Minerva (/mɪˈnɝvə/; /la/; Menrva) is the Roman goddess of wisdom, justice, law, victory, and the sponsor of arts, trade, and strategy. She is also a goddess of warfare, though with a focus on strategic warfare, rather than the violence of gods such as Mars. Beginning in the second century BC, the Romans equated her with the Greek goddess Athena. Minerva is one of the three Roman deities in the Capitoline Triad, along with Jupiter and Juno.

Minerva is a virgin goddess. Her domain includes medicine, wisdom, commerce, weaving, and the crafts. Minerva is often depicted with her sacred creature, an owl usually named the "owl of Minerva", which symbolised her association with wisdom and knowledge, as well as, less frequently, the snake and the olive tree. Minerva is commonly depicted as tall with an athletic and muscular build. She is often wearing armour and carrying a spear. As an important Roman goddess, she is highly revered, honored, and respected. Marcus Terentius Varro considered her to be ideal and the plan for the universe personified.

== Etymology ==
The name Minerva possibly derives from Proto-Italic menezwo-, and perhaps ultimately from Proto-Indo-European (PIE) ménos ("thought"). Helmut Rix (1981) and Gerhard Meiser (1998) have proposed the PIE derivative *menes-weh₂ ("provided with a mind, intelligent") as the transitional form. However, the linguist Benjamin W. Fortson IV criticizes the connection with the root men- ("to think"), arguing that the connections between Minerva and wisdom emerged at a later date under the influence of Athena. Another hypothesis, advanced by the linguist Ranko Matasović, connects the term with a possible Proto-Indo-European term méh₁nos- ("moon"). Alternatively, the name of the goddess may not derive from Indo-European—it may be a borrowing from Etruscan.

== Origin ==
According to the Encyclopedia of Indo-European Culture, Minerva constitutes a type of "transfunctional goddess", a mythic archetype common throughout Indo-European cultures in which a goddess simultaneously is associated with warfare, a priesthood, and agricultural activity. The religious role of Minerva can be compared to deities such as Iranian Anahaita or Irish Macha, though these goddesses cannot be derived from a singular divinity in the original Proto-Indo-European religion. According to the archaeologist Miriam Dexter, in Indo-European mythologies, war goddesses such as Minerva generally do not take active roles as fighters. Dexter argues that Minerva, though associated with military functions, operates more as a general.
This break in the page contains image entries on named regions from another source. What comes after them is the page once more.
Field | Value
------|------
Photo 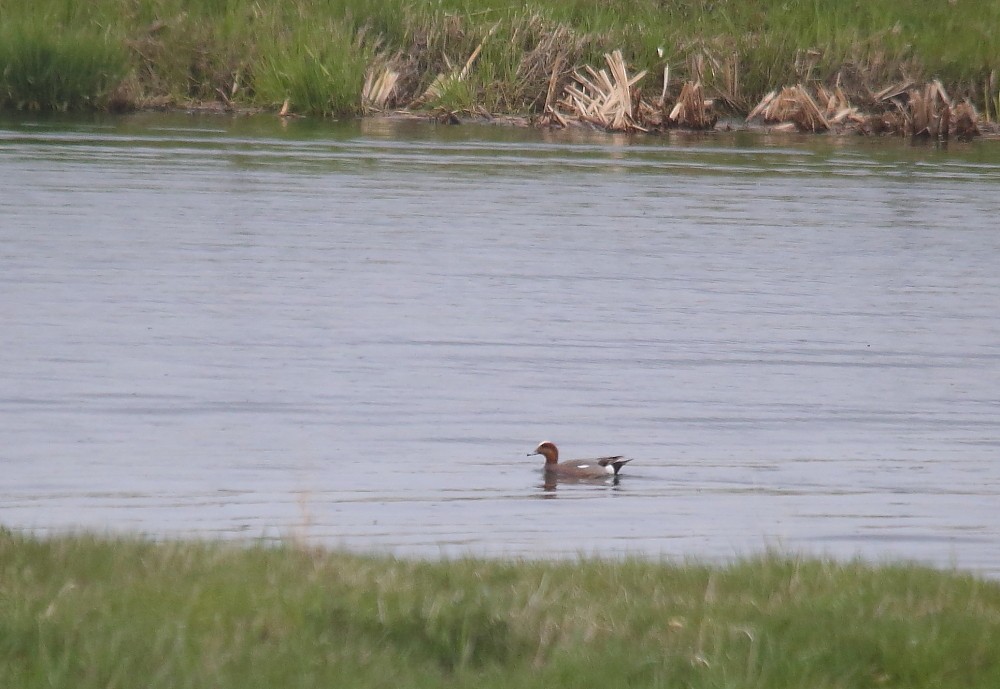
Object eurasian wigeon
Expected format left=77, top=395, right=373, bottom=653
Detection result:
left=528, top=440, right=632, bottom=478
Through her role in the Capitoline Triad, Minerva may distantly reflect the proposed construct of Proto-Indo-European trifunctionality. However, according to the trifunctional theory, it is likely that Minerva supplanted a preexisting deity, perhaps Quirinus, within a hypothetical Archaic triad. The place of Minerva within the Capitoline Triad may also be attested for Faliscan religion, as one inscription from Faliscan emigrants in Sardinia dated to the 2nd-century BCE mentions the deities [di]ouei, iunonei, and mineruai. Minerva may have acquired her role in the Capitoline triad under Etruscan influence, as a similar set of Etruscan deities consisting of Tinia, Uni, and Menrva is known to have existed. Minerva has been interpreted as a borrowing from Menrva, though it is also possible that the Etruscan deity was a borrowing from Minerva. The Roman 1st-century BCE Varro author attributes Sabine origins to the goddess, writing "Feronia, Minerva, and the Novensides are from the Sabines."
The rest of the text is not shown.